Conocerla a ella fue una gran experiencia, hasta sentía que era mi hermana mayor, era muy graciosa, oficiosa y creativa, se la pasaba peinándome y vistiéndome (mis muñecas corrieron la misma suerte) y los empleados que en ese entonces laboraban para mi papá la hostigaban con sus piropos e indirectas, tenía ese “no sé qué” que causaba atracción a los cipotes de su edad y también a los problemas. La llevó una amiga de mi mamá, al parecer había escapado de su casa, o pasaba algunos problemas y necesitaba trabajo y alguien que quisiera ocuparse de ella.
Mi mamá, en ese afán de ayudarla, le consultó a mi papá y él accedió a tenderle una mano. Casi desde el instante que llegó le asignaron sus tareas y responsabilidades, y la aceptaron con una condición: Regresar a la escuela. A regañadientes aceptó, e inmediatamente la matricularon en horario nocturno y en educación acelerada, porque se había quedado más o menos en quinto grado y a esa edad ya debía estar por lo menos en tercer ciclo. Trabajó muy duro, era una empleada ejemplar, hasta que un día alguien llegó al negocio de mi papá y le dijo que tuviera cuidado, porque la habían visto con pandilleros y posiblemente ella integraba una mara o quería entrar. Mis padres alarmados, porque ella nos sacaba a la calle y nos llevaba al colegio, pensaron no solo en el riesgo que conllevaba para nosotros, sino para ella, y decidieron interrogarla y preguntarle qué era lo que necesitaba, dónde estaban sus padres (porque desde que llegó no quería decir nada), si había algo que le faltara y declinó responder.
Averiguando con amigos y vecinos dimos con su familia, para nuestra sorpresa vivían no muy lejos de nuestra casa, y tenían una buena vida, sin embargo la madre de ella se había divorciado y casado con otro hombre, y ese cambio afectó en gran manera a la chica, al grado que terminó huyendo y su madre no hizo el intento de buscarla ni tratar de ayudarle a superar sus problemas. Frustrados porque su familia no quiso afrontar el problema, mis padres trataron de ayudarla, pero los consejos funcionaron como psicología inversa, y un día no regresó de la escuela a la hora que debía, apareció casi entrada la medianoche, completamente sucia y golpeada, que puedo decir con frescura, que recuerdo perfectamente su cartera negra favorita, totalmente rota y polvosa. Había ocurrido lo que tanto temíamos: Ya era pandillera. Una semana después, por voluntad propia se retiró de la escuela y también de nuestro hogar, sabía el peligro que corríamos si ella se quedaba.

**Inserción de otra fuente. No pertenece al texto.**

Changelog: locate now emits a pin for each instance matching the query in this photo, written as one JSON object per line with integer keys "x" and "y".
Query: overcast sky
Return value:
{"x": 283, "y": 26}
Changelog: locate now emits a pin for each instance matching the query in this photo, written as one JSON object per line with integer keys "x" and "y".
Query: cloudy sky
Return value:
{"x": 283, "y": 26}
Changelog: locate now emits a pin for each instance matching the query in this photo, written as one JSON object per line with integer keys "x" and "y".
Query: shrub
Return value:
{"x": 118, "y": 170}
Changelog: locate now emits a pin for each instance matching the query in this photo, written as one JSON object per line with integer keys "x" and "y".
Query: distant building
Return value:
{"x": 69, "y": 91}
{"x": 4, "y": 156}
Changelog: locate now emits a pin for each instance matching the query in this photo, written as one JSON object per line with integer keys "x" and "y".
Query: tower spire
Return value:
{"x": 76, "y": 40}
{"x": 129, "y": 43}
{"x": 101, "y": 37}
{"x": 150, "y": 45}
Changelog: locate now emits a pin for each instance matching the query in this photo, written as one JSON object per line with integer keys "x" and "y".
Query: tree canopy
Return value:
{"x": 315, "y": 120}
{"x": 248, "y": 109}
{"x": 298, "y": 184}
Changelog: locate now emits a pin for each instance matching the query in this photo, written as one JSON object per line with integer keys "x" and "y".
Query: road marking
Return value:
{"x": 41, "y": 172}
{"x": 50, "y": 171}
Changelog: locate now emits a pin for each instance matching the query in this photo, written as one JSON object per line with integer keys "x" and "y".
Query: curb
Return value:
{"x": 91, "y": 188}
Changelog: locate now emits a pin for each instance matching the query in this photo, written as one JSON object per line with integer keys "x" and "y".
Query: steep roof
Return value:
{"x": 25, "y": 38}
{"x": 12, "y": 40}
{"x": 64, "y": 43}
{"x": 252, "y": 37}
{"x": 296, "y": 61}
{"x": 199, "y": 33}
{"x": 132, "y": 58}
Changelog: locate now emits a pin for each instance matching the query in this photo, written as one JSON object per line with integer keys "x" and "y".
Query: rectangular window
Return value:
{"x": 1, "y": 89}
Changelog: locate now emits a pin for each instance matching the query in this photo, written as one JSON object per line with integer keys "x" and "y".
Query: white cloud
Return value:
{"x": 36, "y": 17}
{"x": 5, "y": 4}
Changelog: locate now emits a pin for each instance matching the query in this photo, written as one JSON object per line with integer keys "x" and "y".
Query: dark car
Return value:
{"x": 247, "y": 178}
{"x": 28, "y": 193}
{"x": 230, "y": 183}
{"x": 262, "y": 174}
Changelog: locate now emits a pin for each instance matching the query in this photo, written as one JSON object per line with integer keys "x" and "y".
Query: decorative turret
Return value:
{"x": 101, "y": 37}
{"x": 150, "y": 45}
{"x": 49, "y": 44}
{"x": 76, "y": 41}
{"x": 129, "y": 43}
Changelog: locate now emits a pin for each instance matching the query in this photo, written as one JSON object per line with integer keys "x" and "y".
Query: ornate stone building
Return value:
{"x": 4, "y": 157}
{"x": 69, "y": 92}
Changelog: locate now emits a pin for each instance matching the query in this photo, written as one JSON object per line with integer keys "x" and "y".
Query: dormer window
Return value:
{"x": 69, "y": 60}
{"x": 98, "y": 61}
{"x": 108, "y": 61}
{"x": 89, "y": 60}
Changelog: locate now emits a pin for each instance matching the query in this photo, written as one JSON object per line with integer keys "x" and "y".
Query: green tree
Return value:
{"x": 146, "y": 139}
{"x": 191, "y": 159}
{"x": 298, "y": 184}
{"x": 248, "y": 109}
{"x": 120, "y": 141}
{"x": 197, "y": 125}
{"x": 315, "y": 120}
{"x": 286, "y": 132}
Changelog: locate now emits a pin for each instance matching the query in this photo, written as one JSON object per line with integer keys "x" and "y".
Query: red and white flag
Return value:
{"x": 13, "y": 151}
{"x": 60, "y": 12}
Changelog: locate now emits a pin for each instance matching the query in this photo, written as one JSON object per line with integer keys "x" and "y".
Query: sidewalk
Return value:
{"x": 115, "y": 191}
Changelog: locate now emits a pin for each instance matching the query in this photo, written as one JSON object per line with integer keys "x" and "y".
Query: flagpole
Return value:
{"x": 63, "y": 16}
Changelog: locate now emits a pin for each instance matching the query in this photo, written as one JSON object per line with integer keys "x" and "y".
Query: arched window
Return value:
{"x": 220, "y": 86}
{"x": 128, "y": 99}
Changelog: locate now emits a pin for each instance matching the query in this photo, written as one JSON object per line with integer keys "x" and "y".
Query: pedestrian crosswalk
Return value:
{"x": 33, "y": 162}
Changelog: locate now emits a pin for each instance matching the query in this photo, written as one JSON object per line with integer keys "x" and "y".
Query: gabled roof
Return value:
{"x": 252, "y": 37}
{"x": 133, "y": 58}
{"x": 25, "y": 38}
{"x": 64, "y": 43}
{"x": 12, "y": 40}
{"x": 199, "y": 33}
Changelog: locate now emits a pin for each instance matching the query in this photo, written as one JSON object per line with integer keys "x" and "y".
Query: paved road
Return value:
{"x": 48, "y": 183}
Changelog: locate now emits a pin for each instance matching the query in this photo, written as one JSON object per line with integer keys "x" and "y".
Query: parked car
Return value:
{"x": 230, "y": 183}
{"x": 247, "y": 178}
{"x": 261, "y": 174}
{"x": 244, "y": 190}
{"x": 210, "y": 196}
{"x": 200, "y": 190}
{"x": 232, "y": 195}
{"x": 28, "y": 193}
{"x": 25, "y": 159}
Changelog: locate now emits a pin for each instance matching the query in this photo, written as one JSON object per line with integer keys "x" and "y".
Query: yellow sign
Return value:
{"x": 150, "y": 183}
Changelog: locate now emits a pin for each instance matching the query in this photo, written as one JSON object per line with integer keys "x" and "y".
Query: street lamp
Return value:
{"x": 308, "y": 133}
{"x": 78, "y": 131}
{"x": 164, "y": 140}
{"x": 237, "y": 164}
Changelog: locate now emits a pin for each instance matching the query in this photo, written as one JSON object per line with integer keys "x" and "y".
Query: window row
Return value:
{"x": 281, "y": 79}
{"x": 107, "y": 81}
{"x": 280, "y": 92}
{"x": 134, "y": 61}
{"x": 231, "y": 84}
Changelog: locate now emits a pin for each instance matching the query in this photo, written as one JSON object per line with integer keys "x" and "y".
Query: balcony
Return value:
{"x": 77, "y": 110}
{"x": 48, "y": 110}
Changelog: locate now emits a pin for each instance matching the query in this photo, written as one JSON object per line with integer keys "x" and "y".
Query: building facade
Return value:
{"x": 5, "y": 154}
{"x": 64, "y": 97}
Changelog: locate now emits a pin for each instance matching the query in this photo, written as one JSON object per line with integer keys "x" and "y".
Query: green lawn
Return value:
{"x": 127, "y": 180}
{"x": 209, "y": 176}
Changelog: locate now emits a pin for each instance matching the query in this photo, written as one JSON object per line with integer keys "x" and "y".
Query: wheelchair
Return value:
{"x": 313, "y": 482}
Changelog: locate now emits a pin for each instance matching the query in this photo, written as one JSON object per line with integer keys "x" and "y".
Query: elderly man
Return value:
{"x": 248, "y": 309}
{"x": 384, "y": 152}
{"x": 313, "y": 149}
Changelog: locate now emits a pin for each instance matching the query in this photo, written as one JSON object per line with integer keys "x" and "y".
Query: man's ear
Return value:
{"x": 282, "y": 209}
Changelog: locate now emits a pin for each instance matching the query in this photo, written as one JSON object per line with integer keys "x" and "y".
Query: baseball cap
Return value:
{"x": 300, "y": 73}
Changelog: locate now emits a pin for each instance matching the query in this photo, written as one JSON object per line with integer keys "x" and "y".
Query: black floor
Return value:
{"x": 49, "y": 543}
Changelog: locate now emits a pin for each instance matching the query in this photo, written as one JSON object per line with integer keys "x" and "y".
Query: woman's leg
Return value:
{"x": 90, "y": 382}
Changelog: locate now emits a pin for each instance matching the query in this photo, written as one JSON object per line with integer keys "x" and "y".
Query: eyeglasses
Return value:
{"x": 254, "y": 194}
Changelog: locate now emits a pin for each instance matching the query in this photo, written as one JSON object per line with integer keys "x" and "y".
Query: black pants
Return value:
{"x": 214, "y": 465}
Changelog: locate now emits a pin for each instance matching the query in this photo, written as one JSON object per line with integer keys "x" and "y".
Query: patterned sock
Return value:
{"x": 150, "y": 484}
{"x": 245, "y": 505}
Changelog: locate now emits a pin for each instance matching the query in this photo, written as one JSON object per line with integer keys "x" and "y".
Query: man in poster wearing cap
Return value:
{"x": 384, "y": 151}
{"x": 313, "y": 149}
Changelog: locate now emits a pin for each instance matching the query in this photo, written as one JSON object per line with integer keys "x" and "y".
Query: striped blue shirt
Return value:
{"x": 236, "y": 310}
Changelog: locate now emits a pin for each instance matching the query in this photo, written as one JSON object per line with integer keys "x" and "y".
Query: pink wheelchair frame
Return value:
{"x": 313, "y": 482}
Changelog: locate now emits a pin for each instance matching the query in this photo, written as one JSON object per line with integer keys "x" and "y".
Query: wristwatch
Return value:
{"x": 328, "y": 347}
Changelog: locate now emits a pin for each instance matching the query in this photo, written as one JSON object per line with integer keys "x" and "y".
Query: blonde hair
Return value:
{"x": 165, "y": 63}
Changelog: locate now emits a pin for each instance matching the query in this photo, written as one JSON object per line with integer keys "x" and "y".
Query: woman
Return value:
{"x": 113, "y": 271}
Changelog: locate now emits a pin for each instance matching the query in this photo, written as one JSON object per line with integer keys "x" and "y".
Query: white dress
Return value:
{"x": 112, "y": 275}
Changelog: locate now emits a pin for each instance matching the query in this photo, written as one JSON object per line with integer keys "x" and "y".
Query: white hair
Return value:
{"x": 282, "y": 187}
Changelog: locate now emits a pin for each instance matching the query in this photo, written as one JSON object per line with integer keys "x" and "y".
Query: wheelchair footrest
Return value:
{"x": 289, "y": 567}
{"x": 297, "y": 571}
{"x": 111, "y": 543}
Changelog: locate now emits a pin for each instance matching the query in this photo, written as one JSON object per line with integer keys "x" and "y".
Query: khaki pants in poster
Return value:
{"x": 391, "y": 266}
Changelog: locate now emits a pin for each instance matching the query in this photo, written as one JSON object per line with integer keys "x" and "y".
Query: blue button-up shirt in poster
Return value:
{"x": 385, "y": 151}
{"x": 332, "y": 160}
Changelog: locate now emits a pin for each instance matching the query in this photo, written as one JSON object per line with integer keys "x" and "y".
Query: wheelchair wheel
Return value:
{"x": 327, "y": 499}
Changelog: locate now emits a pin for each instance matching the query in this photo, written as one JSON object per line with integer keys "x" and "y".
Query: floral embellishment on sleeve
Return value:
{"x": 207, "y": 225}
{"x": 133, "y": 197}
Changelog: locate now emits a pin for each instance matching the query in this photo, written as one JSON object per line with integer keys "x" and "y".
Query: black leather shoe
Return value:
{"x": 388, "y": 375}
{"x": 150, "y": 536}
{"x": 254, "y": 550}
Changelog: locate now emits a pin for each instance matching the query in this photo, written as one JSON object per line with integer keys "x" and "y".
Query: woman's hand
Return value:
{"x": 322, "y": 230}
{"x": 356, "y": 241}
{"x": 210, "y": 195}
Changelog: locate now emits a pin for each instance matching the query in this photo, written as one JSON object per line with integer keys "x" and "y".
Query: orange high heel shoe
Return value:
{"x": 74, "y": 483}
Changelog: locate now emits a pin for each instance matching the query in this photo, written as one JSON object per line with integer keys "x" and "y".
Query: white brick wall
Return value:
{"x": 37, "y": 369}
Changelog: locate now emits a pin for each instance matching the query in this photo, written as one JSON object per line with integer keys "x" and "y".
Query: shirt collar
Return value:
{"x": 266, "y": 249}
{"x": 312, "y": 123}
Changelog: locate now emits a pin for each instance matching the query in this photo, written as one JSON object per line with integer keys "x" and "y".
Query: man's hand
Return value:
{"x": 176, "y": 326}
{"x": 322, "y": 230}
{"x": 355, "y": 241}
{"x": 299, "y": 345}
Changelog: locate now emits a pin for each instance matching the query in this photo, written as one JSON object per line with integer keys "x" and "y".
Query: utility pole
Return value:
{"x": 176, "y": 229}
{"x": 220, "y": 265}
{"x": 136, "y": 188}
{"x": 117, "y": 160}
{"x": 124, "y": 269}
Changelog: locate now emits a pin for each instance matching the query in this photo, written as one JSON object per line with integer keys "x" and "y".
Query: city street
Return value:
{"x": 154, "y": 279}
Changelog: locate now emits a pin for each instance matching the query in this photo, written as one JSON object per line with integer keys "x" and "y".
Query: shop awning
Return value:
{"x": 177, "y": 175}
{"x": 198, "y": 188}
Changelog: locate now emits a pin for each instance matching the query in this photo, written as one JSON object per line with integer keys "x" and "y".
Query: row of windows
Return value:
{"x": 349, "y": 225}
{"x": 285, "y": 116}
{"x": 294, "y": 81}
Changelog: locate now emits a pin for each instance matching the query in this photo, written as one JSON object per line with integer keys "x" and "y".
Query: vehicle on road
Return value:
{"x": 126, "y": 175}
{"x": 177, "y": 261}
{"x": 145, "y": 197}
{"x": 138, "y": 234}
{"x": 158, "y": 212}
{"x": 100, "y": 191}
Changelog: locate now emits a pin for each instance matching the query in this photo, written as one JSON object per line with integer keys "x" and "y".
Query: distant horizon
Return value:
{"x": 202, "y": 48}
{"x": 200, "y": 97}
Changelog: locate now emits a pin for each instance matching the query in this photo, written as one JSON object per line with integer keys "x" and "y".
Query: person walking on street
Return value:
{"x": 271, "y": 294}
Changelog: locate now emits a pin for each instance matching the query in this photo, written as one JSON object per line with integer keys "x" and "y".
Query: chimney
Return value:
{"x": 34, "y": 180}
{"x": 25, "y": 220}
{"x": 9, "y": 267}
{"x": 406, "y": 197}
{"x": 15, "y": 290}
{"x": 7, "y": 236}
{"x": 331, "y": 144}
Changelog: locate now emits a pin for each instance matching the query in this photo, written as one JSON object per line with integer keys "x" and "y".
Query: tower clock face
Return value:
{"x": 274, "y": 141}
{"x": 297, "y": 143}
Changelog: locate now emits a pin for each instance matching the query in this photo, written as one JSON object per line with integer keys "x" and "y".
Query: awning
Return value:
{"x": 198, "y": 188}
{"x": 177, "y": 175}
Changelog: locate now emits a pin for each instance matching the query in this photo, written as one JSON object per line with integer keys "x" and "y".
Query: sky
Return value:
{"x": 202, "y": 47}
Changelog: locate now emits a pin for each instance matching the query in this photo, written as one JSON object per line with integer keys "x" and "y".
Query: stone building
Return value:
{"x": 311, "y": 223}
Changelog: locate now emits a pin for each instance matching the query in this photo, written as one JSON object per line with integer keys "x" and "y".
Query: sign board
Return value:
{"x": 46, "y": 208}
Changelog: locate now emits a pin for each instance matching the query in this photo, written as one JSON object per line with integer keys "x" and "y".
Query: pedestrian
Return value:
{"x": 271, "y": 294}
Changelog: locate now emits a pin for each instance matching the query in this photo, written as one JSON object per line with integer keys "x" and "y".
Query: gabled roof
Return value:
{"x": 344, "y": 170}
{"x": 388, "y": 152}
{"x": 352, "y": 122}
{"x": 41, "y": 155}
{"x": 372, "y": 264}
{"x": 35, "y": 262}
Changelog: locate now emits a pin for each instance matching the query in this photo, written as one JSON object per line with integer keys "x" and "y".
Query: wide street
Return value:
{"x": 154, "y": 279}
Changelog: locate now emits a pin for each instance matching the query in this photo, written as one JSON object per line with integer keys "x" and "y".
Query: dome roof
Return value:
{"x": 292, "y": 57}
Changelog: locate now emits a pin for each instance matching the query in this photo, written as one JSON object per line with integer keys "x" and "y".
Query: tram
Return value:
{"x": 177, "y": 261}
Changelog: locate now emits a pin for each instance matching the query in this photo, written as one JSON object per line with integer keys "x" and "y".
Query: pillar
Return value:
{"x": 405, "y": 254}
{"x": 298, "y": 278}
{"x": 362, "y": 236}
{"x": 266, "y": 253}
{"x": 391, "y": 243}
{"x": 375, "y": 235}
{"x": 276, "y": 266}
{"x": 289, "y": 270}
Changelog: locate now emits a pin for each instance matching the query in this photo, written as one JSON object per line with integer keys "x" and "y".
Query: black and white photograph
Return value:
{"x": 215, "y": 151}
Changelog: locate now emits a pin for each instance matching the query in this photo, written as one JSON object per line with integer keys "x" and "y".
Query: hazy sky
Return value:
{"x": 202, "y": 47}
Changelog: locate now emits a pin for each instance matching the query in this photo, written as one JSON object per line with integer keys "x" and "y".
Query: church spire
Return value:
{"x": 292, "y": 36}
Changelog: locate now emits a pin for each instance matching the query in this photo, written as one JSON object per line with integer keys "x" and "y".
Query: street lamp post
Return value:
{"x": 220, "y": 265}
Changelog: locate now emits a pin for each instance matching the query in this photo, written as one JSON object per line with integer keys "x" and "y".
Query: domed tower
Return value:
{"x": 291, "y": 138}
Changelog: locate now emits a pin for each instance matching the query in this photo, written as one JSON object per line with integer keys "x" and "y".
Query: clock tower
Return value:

Habrán pasado unos 6 años desde la última vez que mi madre la vio, vendiendo en una acera de Cojutepeque, demacrada, con 4 hijos (no estoy segura si 3) y con marcas en las manos, como si hubiese intentado borrar esos tatuajes que destruyeron su vida. Lamentablemente.
Mi comentario personal al respecto es, que estoy segura que si su familia la hubiera apoyado y si también ella hubiera puesto de su parte hoy sería una gran ciudadana, tal vez tuviera un trabajo digno y quién sabe, quizás tendría su carrera profesional porque mis papás así lo habrían querido. Una lástima porque hasta el día de hoy, en nuestra mesa sigue siendo tema de conversación esa juventud truncada.
Saquen sus propias conclusiones.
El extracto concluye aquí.